第2話 旧き家系の絆

 しかし、パフォーマンスをして見せたからと言って今現在アウレーシャが直面している馬車が無い問題が解決するわけではない。何しろここから実家へは馬を使って約5日の行程、それを徒歩で制覇するのはいかにも非現実的だ。


(いや、そもそも私は本当にあの実家に帰りたいのか……)

 アウレーシャはふと考え込む。


 なにせ10年間手紙のひとつも寄越さず迎えの馬車もやらない実家だ。両親の顔くらいは見ておきたいけれど、これから両親と暮らしたいかと言われるとそういうわけでもない。


 しかしどれだけ考えても動かなければ何も始まらない。そういうわけでひとまず近くの駅馬車に向かおうと赤い髪を揺らして歩き出したアウレーシャだったが、その視界に見事な拵えの馬車が滑り込んで彼女の目の前でストップした。アウレーシャが唖然としているとパッと扉が開いて底抜けに明るい男女の声があたりに響いた。


「やぁやぁご機嫌ようアウレーシャ嬢! 還俗おめでとう、君の帰還を心待ちにしていたよ!」

「お久しぶりですわアウレーシャ! わたくしたちが迎えに来ましてよ!」

 馬車から飛び出した男女は満面の笑みでアウレーシャの手を取った。


 男女は双方供に彼女よりいくらか年上、癖のあるこげ茶の髪に緑色の瞳、親しげに振舞ってくるその顔を懐かしく思うのに名前を思い出せない。

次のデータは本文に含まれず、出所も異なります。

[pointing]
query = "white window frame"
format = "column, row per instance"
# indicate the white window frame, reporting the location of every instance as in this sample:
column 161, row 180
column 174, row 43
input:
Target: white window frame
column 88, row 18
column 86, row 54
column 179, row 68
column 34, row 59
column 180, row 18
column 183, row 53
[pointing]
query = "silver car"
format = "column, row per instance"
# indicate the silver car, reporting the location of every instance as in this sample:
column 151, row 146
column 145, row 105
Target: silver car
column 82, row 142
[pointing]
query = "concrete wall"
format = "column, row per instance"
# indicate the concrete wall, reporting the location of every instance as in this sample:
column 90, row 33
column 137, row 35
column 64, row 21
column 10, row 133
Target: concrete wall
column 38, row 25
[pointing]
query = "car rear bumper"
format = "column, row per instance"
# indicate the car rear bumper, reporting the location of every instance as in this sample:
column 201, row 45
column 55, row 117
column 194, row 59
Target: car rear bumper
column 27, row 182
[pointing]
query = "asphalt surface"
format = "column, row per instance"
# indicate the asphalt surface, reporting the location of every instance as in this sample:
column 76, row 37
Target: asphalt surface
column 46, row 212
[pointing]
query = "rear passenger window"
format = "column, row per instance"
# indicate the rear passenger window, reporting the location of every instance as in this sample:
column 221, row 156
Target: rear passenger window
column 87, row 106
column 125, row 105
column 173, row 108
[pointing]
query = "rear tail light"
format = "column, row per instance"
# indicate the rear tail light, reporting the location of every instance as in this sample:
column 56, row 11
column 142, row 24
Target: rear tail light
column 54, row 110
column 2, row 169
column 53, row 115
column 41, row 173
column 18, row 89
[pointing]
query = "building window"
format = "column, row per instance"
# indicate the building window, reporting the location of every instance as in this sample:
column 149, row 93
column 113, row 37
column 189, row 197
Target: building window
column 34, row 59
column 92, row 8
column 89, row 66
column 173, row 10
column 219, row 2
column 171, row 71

 戸惑っていたアウレーシャだったが、2人の乗っていた馬車に掲げられた金色の紋章を見るとあっと声を上げてその名を呼んだ。

「イダ家のレパーサお兄さまに、カレーナお姉さまですね!」


 目を見開き感じ入ったような妹分を、2人組は満面の笑みで自分たちの馬車に誘う。

「あれから10年だもの、顔を見て気づかないのも当然さ。積もる話もある。ひとまず馬車にお乗り」

「あなたのバルワ家と我らイダ家、共に“ふるき家系”の仲ですもの。アウレーシャ、あなたの社交界復帰のお手伝いをしたくて来ましたわ」


 貴族の中でも魔王時代から続く“ふるき家系”として社交界デビュー前からの知り合いたちに促され、アウレーシャは御者に荷物をあずけて馬車に乗り込む。その正面に座った年上の幼馴染たちは10年の月日を経て快活さとふとした瞬間に見せる理知的な眼差しはそのままに、落ち着いた色気を備えている。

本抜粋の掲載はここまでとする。